Dither AI is building the transformer time-series modality for multimodal AI models.
Transformers have enabled an AI revolution by allowing researchers to drastically increase model size without the former model limitations. This design powers recent advances for AI products from companies like OpenAI, Anthropic, and Google. However, transformers require large amounts of high-quality data, which is a significant limitation.
Notice we did not say large language model (LLM) in the above paragraph. Language is a single modality of the multimodal products released by leading companies. A modality is a representation of data—images, text, audio, etc. You can train an LLM (text modality) or a vision model (image modality). You can also train a model on both text and images to get a multimodal model.
Time-series can be considered another modality. It has its own peculiarities because of the transformer architecture, making training difficult. However, we have ample evidence to believe that a time-series modality is both possible and could be competitive with traditional analysis techniques with a simpler interface. This potential is what we are pursuing, and we have already proven more effective than Google and Amazon in this domain (link).
We are at a turning point with AI agents and humans. Humans right now can benefit from AI technologies by increasing their output. Yet, we will slowly abstract that human input across a variety of fields. The AI that will take on the low-level human work are called agents. The definition is fuzzy, but it is undeniable they will need multiple modalities to interpret the world. They need to understand text, audio, and images.
These agents will need to understand how to make data-driven predictions based on real-world feedback—the time-series modality.

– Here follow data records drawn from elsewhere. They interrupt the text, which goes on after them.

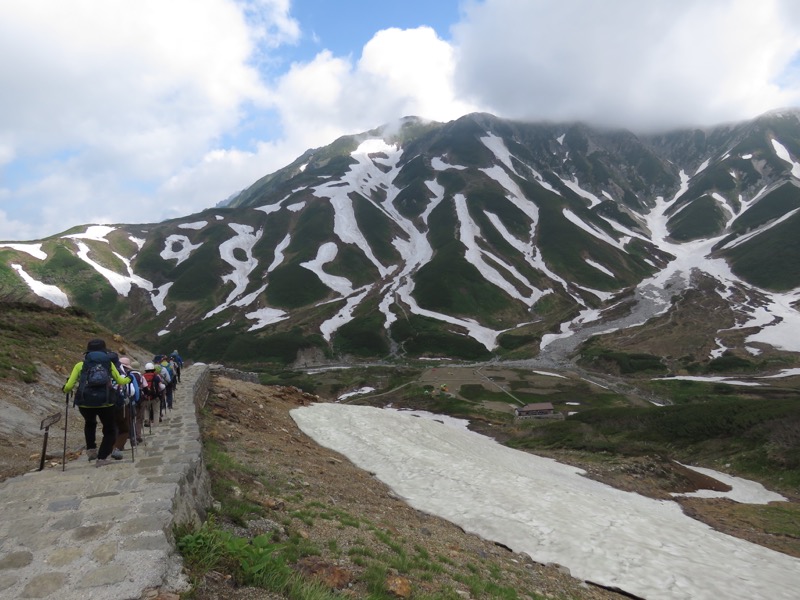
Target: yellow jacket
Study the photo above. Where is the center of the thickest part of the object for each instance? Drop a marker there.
(76, 374)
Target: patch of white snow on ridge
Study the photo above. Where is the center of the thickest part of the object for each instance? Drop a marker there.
(121, 283)
(296, 207)
(43, 290)
(766, 227)
(500, 151)
(599, 267)
(97, 233)
(781, 333)
(550, 511)
(325, 254)
(244, 240)
(357, 179)
(159, 296)
(743, 491)
(590, 229)
(439, 164)
(178, 247)
(35, 250)
(575, 187)
(195, 225)
(271, 208)
(345, 315)
(265, 316)
(468, 235)
(279, 256)
(784, 155)
(358, 392)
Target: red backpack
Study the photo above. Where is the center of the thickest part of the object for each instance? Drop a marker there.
(150, 392)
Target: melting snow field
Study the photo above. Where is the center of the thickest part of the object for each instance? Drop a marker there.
(549, 510)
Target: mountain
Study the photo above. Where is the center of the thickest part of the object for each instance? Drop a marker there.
(478, 239)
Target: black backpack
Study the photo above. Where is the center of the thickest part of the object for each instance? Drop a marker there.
(94, 388)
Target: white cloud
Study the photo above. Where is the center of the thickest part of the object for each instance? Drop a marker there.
(627, 62)
(400, 73)
(104, 102)
(121, 111)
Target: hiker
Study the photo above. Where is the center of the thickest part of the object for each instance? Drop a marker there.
(165, 372)
(141, 402)
(95, 399)
(178, 364)
(154, 392)
(127, 401)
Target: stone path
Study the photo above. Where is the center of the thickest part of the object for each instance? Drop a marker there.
(106, 533)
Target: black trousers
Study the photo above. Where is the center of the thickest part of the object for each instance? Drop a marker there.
(106, 415)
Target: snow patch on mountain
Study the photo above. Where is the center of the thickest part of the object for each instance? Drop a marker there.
(784, 155)
(244, 240)
(325, 254)
(178, 247)
(43, 290)
(35, 250)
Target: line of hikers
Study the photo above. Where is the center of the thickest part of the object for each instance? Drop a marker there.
(108, 388)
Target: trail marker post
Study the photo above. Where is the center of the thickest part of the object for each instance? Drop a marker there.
(46, 422)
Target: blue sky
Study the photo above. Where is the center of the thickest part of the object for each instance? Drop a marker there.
(142, 110)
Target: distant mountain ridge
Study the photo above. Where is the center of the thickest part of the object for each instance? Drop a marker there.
(479, 238)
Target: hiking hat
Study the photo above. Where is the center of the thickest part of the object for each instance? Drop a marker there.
(95, 344)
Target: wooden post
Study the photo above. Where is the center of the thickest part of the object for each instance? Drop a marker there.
(46, 422)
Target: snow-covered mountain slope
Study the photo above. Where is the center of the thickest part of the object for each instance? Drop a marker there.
(477, 238)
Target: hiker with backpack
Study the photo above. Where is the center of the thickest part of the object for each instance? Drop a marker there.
(154, 392)
(95, 397)
(178, 364)
(141, 399)
(126, 402)
(165, 372)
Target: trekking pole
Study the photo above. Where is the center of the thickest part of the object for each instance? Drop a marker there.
(64, 454)
(131, 428)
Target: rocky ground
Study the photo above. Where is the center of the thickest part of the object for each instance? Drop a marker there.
(254, 426)
(287, 473)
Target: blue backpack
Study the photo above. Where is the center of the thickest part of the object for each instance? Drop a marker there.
(94, 388)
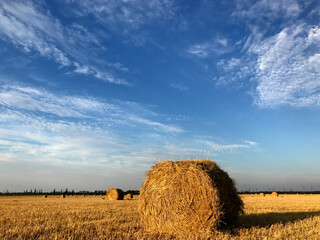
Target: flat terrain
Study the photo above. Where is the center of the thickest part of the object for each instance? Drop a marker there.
(92, 217)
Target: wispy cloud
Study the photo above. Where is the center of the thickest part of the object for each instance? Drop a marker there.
(38, 126)
(217, 46)
(288, 70)
(280, 61)
(251, 143)
(40, 101)
(270, 9)
(179, 87)
(126, 15)
(227, 147)
(33, 29)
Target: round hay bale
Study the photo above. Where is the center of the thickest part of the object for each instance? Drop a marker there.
(188, 197)
(128, 196)
(114, 194)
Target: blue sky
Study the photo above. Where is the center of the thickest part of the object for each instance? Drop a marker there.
(92, 93)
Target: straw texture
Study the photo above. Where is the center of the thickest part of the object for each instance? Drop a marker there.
(188, 196)
(114, 194)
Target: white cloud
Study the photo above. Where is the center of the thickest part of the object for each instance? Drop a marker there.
(224, 147)
(40, 101)
(206, 49)
(33, 29)
(270, 9)
(287, 69)
(251, 143)
(179, 87)
(126, 15)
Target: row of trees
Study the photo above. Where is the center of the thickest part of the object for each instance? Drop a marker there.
(66, 191)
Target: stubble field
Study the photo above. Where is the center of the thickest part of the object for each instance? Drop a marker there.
(92, 217)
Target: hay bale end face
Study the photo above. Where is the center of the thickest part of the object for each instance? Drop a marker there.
(128, 196)
(114, 194)
(188, 197)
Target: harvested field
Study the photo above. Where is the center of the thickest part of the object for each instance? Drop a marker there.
(35, 217)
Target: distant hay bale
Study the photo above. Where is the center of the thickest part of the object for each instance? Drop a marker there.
(128, 196)
(188, 197)
(114, 194)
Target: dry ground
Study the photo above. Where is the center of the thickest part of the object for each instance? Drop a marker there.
(92, 217)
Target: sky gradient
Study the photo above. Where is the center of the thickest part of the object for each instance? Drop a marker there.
(92, 93)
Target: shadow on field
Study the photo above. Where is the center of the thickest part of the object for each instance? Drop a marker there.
(266, 219)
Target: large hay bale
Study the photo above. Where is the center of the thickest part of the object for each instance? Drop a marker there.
(188, 197)
(114, 194)
(128, 196)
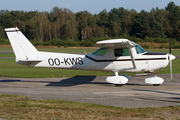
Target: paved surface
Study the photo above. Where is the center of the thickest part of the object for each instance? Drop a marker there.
(95, 90)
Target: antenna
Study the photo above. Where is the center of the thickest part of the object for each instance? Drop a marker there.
(84, 51)
(108, 37)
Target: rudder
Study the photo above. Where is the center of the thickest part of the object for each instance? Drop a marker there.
(23, 49)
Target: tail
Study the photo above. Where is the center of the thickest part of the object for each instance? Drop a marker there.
(23, 49)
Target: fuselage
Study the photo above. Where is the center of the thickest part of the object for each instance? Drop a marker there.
(108, 62)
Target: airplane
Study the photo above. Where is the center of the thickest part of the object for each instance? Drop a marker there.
(116, 55)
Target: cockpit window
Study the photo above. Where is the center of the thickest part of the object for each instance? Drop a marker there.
(100, 52)
(121, 52)
(139, 49)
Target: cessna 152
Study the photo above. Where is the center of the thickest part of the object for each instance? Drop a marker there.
(116, 55)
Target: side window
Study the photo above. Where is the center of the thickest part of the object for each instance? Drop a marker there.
(121, 52)
(139, 49)
(100, 52)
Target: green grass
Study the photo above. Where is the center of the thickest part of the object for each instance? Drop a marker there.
(11, 69)
(19, 107)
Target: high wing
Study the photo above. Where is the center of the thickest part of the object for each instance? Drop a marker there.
(119, 43)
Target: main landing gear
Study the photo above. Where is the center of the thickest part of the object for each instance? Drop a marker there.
(120, 80)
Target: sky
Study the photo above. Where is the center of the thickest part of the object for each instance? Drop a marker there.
(92, 6)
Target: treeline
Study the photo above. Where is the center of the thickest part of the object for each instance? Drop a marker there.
(61, 24)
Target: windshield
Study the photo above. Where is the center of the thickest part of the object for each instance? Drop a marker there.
(139, 49)
(100, 52)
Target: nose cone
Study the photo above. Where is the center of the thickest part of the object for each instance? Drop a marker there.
(171, 57)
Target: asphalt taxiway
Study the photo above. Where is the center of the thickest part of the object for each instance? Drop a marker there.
(93, 89)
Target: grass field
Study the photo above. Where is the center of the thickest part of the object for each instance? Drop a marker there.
(19, 107)
(10, 68)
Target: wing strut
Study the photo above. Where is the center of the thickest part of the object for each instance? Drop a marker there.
(131, 54)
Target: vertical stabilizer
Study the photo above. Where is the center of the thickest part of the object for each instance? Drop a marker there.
(22, 48)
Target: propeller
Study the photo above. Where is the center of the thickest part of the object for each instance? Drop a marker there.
(171, 57)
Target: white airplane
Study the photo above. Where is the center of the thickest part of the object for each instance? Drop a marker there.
(116, 55)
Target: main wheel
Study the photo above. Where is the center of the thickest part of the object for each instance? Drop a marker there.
(156, 84)
(119, 85)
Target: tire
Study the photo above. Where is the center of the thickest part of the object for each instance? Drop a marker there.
(118, 85)
(156, 84)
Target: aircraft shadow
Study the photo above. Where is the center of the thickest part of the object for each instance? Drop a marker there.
(157, 91)
(77, 80)
(10, 80)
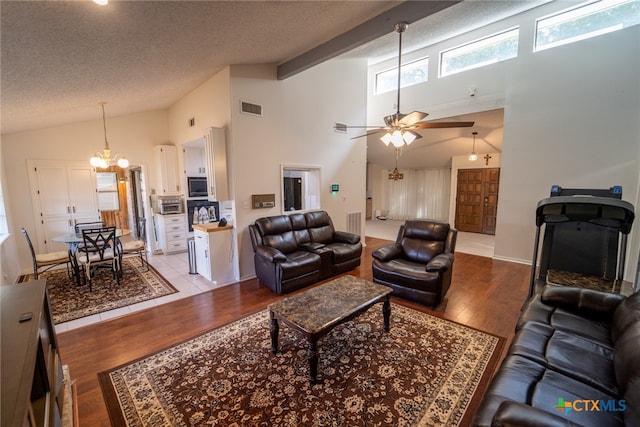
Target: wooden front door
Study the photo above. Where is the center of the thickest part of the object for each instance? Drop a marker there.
(477, 200)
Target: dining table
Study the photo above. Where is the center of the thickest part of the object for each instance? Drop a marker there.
(73, 240)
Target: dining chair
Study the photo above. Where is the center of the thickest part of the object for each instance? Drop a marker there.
(138, 246)
(100, 250)
(47, 260)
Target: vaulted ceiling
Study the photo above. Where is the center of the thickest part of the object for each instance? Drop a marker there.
(60, 58)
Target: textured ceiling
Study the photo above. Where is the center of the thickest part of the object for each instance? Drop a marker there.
(60, 58)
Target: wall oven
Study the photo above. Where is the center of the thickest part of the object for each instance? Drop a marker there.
(195, 205)
(197, 186)
(167, 206)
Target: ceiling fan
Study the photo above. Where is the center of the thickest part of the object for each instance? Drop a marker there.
(400, 128)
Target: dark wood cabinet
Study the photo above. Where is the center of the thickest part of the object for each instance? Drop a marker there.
(35, 389)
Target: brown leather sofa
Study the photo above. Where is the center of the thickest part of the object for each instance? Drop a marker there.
(574, 361)
(296, 250)
(419, 265)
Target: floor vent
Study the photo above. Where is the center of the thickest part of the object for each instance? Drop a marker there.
(248, 108)
(340, 127)
(354, 222)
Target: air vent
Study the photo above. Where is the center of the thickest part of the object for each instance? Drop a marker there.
(248, 108)
(340, 127)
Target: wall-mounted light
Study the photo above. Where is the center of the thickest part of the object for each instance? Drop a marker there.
(473, 156)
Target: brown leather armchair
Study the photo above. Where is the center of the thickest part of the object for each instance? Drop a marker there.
(419, 265)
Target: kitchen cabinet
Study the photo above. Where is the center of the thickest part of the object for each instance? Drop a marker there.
(194, 162)
(172, 233)
(215, 153)
(168, 176)
(63, 194)
(36, 388)
(216, 258)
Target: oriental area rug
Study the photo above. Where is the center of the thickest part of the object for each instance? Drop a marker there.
(425, 371)
(69, 301)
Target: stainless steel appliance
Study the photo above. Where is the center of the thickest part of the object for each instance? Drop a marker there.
(212, 208)
(170, 205)
(197, 186)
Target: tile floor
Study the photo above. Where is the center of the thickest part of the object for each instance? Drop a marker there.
(175, 268)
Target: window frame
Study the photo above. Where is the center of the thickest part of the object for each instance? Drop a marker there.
(573, 15)
(466, 48)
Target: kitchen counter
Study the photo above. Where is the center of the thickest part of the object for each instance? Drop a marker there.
(211, 227)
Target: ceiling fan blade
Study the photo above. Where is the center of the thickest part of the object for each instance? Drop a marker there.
(372, 132)
(438, 125)
(412, 118)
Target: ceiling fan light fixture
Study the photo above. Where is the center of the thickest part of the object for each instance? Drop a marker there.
(102, 159)
(408, 137)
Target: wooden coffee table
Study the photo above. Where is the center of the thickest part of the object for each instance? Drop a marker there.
(315, 312)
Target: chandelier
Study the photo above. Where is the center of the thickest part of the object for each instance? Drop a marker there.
(103, 159)
(395, 174)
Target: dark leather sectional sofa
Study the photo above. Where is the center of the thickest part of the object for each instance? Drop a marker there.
(296, 250)
(574, 361)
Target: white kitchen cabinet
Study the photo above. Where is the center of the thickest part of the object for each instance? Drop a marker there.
(215, 153)
(194, 162)
(63, 194)
(172, 233)
(169, 178)
(215, 253)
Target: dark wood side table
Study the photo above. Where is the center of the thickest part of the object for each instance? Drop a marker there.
(315, 312)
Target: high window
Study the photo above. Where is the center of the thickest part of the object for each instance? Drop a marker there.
(485, 51)
(412, 73)
(585, 21)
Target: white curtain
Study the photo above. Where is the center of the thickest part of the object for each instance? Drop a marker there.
(423, 193)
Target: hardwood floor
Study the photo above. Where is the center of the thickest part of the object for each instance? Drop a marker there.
(485, 294)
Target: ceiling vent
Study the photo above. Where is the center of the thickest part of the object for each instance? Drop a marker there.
(249, 108)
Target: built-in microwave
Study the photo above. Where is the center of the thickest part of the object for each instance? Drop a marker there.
(197, 186)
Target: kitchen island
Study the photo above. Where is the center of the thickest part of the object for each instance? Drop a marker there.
(216, 254)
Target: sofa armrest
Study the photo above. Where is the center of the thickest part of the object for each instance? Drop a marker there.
(311, 246)
(388, 252)
(271, 254)
(345, 237)
(582, 300)
(512, 414)
(440, 263)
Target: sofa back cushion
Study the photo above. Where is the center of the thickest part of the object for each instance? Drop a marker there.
(626, 354)
(277, 232)
(627, 313)
(320, 226)
(299, 226)
(423, 240)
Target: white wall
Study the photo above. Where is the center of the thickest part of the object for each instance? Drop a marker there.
(571, 118)
(133, 136)
(297, 129)
(208, 105)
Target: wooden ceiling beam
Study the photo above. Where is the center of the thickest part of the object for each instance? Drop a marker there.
(409, 11)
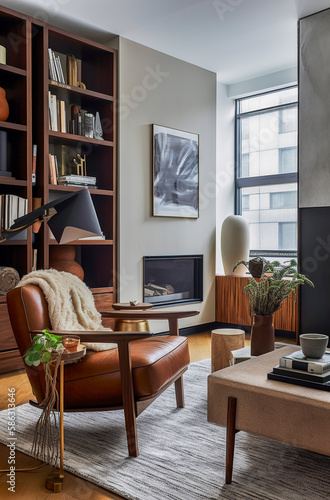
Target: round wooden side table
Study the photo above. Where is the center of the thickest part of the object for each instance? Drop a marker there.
(223, 341)
(131, 325)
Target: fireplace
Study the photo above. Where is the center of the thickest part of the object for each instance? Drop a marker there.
(174, 279)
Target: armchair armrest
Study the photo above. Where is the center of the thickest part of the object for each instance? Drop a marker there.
(171, 316)
(100, 336)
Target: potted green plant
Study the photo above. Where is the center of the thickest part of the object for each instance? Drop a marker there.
(43, 348)
(278, 282)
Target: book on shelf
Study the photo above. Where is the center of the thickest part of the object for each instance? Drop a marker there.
(11, 208)
(55, 67)
(77, 180)
(36, 203)
(52, 169)
(57, 114)
(34, 163)
(298, 361)
(35, 257)
(301, 374)
(325, 386)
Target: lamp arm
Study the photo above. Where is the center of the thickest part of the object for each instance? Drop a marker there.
(42, 218)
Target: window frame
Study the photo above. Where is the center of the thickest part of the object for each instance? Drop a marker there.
(262, 180)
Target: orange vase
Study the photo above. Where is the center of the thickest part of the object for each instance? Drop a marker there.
(4, 108)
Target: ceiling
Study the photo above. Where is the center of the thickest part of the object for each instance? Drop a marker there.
(238, 39)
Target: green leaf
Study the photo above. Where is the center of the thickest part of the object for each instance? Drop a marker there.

Right now, time-series is the least researched modality. Dither AI is at the forefront. The time is now to develop this technology. We are implementing real tools to test the effectiveness of our models in real-world settings, designed for both humans and agents.
When we began in early 2024, publicly available time-series data was more scarce. We committed to Solana to leverage the rich data it provides. It also served as a test case. We knew that transformers required large amounts of data, and that is what Solana afforded.
If Dither AI is successful, it will expand beyond the current cryptocurrency paradigm. Imagine a model that does for data analytics what ChatGPT did for natural language. We aim to make AI-driven analysis and forecasting accessible to everyone.
We are taking a moonshot because making the world 1.00001x more efficient is a billion-dollar opportunity.